Lalu, mengenai perlindungan hukum terhadap Tn HT sebagai korban dari
kekerasan dalam rumah tangga pada dasarnya, perlindungan terhadap korban kekerasan
dalam rumah tangga atau yang biasa disingkat KDRT seperti yang dialami Tn HT ini
bertujuan memberikan rasa aman kepada korban terutama pada saat memberikan keterangan
pada setiap proses peradilan pidana. Selain itu Tn HT mendapatkan hak-hak tertentu seperti
yang dijelaskan dalam pasal 5 ayat (1) UU No. 31 tahun 2014 tentang perubahan atas UU No.
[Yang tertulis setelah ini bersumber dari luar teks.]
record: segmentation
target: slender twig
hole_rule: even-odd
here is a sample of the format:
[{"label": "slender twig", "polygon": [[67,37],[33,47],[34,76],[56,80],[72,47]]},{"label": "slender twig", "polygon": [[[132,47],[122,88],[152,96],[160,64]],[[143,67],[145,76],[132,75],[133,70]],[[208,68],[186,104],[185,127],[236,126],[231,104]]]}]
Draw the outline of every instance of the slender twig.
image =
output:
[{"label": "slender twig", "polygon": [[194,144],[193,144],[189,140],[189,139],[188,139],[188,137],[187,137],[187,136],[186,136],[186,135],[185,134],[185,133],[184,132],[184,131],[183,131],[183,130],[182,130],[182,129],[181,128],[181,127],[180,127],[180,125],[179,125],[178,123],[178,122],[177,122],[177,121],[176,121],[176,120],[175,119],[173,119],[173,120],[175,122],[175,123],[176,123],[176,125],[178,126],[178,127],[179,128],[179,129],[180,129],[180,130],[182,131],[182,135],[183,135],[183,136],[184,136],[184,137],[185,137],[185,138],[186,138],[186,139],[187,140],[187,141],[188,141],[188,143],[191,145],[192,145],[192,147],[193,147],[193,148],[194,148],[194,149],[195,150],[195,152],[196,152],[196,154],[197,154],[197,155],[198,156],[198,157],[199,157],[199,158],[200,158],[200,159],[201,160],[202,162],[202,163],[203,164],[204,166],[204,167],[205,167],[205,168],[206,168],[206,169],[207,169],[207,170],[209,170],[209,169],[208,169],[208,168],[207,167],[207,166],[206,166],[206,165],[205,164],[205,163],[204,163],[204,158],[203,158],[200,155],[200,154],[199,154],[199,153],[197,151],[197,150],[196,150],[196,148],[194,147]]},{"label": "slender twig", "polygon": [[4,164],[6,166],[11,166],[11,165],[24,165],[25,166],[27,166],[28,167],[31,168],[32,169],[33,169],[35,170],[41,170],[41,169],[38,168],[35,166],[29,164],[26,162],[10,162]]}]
13 tahun 2006 tentang Perlindungan Saksi dan Korban. Seperti diketahui kekerasan dalam
rumah tangga telah diatur dalam UU No. 23 tahun 2004 tentang Penghapusan Kekerasan
Dalam Rumah Tangga. Ketentuan UU tersebut telah mengatur sejumlah delik pidana yang
dapat terjadi dalam tindakan KDRT. Dengan demikian dalam hal ini terkait korban dalam
tindak pidana KDRT berhak memperoleh hak sebagaimana diatur dalam ketentuan pasal 5, 6,
dan pasal 7 dalam UU No. 31 tahun 2014, dan tentunya berhak mendapat perlindungan dari
LPSK( Lembaga perlindungan Saksi dan Korban). Selain itu juga dalam UU No. 23 tahun
2004 pasal 10 dijelaskan hak-hak korban KDRT yang terdiri atas lima macam hak,
diantaranya : perlindungan dari pihak keluarga, kepolisian, kejaksaan, pengadilan, advokat,
lembaga sosial, atau pihak lainnya baik sementara maupun berdasarkan penetapan perintah
perlindungan dari pengadilan; pelayanan kesehatan sesuai dengan kebutuhan medis;
penanganan secara khusus berkaitan dengan kerahasiaan korban; pendampingan oleh pekerja
sosial dan bantuan hukum pada setiap tingkat proses pemeriksaan sesuai dengan ketentuan
peraturan per-uu-an, dan pelayanan bimbingan rohani.